Some days we can’t be bothered, some times we want to scream and some days we feel like we have no idea how to handle the situation in front of us. We want to hide and close our eyes and pretend that we’re not the parent, not the adult. But just like I chose to take my children to the maze that day, I have also chosen to be a Mama. I have chosen to have children. I have chosen to take that job seriously and to the best of my ability. This isn’t just a side show. This is our lives. I have a responsibility and an obligation to my children.
I won’t always be there or able to protect my children. I won’t always be able to pretend that everything is going to be OK, that we’ll make it out and be fine. But I’m going to try my darndest. Because that’s what being a Mama and a parent is about. It’s about putting their needs before mine while they’re little and need me to be there. It’s about giving them security, emotional security and confidence in their surroundings – so that when they are grown and no longer need me to offer that same shelter and protection, they’ll be comfortable in their skin, confident in themselves and resilient enough to deal with whatever life throws at them – dark, scary, bright, light and pretty.

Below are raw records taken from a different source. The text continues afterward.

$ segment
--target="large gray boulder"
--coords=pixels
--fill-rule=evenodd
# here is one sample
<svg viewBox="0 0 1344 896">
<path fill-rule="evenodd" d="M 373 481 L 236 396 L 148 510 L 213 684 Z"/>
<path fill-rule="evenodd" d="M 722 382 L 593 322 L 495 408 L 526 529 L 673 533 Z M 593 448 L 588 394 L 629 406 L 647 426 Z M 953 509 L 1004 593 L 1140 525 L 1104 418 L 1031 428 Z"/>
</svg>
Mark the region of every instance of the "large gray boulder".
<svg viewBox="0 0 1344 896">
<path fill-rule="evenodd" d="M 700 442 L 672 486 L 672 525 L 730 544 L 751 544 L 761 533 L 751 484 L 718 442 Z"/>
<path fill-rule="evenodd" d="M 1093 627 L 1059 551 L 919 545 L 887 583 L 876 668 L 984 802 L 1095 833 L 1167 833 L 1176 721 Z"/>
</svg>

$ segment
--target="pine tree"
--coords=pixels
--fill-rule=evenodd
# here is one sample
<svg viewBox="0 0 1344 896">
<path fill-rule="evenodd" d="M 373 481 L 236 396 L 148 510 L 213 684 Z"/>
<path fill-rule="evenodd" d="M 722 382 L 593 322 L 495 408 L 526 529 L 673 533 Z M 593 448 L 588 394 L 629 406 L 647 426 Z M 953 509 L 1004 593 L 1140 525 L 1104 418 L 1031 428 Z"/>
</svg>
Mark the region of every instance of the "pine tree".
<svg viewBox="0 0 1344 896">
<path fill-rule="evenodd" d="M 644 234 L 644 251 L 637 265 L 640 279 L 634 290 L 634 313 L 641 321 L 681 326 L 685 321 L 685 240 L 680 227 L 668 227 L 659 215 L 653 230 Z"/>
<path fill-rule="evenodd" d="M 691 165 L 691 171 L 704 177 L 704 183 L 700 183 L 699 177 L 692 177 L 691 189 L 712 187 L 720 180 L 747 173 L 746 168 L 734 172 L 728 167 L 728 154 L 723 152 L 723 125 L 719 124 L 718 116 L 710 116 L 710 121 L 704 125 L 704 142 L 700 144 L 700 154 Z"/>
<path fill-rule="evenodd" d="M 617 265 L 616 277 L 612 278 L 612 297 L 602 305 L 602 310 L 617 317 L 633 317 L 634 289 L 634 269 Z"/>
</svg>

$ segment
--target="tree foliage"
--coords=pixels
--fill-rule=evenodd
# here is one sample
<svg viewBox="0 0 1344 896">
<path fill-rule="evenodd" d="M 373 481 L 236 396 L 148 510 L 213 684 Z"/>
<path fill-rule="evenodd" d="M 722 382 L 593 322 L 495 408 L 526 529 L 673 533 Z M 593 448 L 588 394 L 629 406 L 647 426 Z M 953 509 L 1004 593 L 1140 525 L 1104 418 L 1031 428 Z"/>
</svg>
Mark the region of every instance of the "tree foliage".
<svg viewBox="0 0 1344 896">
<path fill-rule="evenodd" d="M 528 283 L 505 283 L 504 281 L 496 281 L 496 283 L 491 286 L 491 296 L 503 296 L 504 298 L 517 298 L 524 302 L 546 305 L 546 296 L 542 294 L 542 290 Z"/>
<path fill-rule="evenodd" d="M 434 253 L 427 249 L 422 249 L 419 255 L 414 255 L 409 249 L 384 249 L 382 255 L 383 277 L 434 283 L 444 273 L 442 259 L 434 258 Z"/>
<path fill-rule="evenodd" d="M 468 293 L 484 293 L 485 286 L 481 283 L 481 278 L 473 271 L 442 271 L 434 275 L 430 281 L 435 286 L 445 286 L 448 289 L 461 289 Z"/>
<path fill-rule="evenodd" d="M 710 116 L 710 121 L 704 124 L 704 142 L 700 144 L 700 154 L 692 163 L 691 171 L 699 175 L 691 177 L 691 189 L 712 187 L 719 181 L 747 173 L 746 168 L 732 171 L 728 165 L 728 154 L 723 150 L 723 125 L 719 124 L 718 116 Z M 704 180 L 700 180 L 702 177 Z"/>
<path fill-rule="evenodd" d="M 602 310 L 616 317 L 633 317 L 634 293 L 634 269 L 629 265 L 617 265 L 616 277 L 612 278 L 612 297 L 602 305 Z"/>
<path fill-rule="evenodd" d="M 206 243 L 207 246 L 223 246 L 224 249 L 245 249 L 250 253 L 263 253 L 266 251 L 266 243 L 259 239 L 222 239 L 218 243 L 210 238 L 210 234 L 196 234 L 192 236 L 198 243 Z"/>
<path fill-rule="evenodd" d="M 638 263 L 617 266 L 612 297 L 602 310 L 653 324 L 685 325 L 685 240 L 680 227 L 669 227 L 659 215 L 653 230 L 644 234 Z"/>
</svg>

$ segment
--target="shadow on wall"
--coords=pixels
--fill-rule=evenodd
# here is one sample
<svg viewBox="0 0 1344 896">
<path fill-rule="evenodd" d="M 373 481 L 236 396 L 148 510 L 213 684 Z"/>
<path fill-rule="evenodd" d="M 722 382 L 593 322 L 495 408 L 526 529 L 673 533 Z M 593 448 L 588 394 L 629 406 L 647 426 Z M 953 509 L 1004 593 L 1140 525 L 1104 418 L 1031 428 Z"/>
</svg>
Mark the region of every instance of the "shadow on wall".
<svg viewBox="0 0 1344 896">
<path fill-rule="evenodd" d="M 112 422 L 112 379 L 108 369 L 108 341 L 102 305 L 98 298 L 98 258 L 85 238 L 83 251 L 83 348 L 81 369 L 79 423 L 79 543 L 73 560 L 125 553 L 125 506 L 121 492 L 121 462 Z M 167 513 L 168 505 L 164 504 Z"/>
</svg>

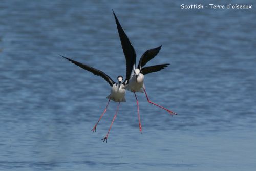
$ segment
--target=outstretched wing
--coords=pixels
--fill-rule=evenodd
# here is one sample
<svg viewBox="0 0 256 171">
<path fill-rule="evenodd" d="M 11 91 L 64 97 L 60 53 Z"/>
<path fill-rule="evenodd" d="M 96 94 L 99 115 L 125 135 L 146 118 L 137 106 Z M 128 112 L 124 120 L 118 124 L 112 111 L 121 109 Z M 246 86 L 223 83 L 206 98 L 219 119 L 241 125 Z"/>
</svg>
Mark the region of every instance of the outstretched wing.
<svg viewBox="0 0 256 171">
<path fill-rule="evenodd" d="M 103 73 L 102 71 L 99 70 L 97 70 L 93 67 L 89 66 L 87 65 L 82 64 L 81 63 L 77 62 L 74 60 L 70 59 L 69 58 L 68 58 L 67 57 L 63 56 L 62 55 L 60 55 L 60 56 L 63 57 L 63 58 L 68 59 L 68 60 L 69 60 L 70 61 L 71 61 L 73 63 L 75 64 L 78 66 L 79 66 L 81 68 L 83 68 L 86 70 L 90 71 L 95 75 L 98 75 L 98 76 L 99 76 L 102 77 L 103 78 L 104 78 L 104 79 L 105 79 L 106 81 L 106 82 L 108 82 L 108 83 L 109 83 L 110 84 L 110 86 L 111 86 L 111 87 L 112 87 L 113 84 L 116 83 L 111 79 L 111 78 L 110 78 L 108 75 L 106 75 L 106 74 Z"/>
<path fill-rule="evenodd" d="M 115 19 L 116 20 L 116 27 L 117 27 L 117 30 L 118 30 L 118 33 L 119 34 L 121 44 L 122 44 L 123 53 L 124 54 L 124 56 L 125 57 L 126 63 L 126 74 L 125 80 L 123 82 L 125 84 L 126 81 L 129 80 L 130 79 L 131 73 L 133 70 L 133 66 L 136 65 L 136 52 L 124 32 L 124 31 L 123 31 L 122 26 L 121 26 L 121 25 L 120 24 L 114 10 L 112 11 L 114 16 L 115 16 Z M 135 68 L 135 67 L 134 67 L 134 69 Z"/>
<path fill-rule="evenodd" d="M 141 71 L 141 67 L 144 66 L 150 60 L 152 59 L 159 52 L 162 45 L 156 48 L 151 49 L 147 50 L 140 57 L 140 61 L 138 65 L 137 68 L 139 68 Z"/>
<path fill-rule="evenodd" d="M 164 63 L 144 67 L 141 69 L 141 72 L 143 74 L 143 75 L 146 75 L 152 72 L 155 72 L 162 70 L 165 67 L 167 67 L 169 65 L 169 63 Z"/>
</svg>

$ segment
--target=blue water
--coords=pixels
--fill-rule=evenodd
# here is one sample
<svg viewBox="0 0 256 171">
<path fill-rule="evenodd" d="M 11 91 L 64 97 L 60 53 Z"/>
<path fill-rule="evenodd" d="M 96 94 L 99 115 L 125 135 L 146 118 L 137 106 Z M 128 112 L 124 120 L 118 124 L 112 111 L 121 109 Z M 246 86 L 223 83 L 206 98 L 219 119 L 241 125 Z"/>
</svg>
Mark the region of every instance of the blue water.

I want them to learn that even when life seems impossible and they’re scared, they can come out the other side to the most magical of places. That through these hard experiences, they can discover more about how amazing they are. How capable. How strong.
On the days when I can’t be bothered, when I can’t deal with parenting, I wanna think back to that 20 minutes we spent in the Odyssey Sensory Maze and remember how I comforted my children by the touch of my hands and sounds of my voice. I want to recall how I was able to reassure them to walk through the dark. That I encouraged them to see through the seeming scary surroundings. That I gave them a sense of reality. That I pep-talked them out of a scary situation. And the rest was incredible. We made it.
May our journey through life be similar. Dark days come, it’s how we deal with them and walk forward that is important. That’s what makes the difference at the end of the day. How do we deal with those uncomfortable situations? How do we talk to ourselves in the midst of fear and anxiety?
At the end of it all, we’ve got this. We can parent. We can adult. We can be the thing our children need in their moments of joy and their moments of fear.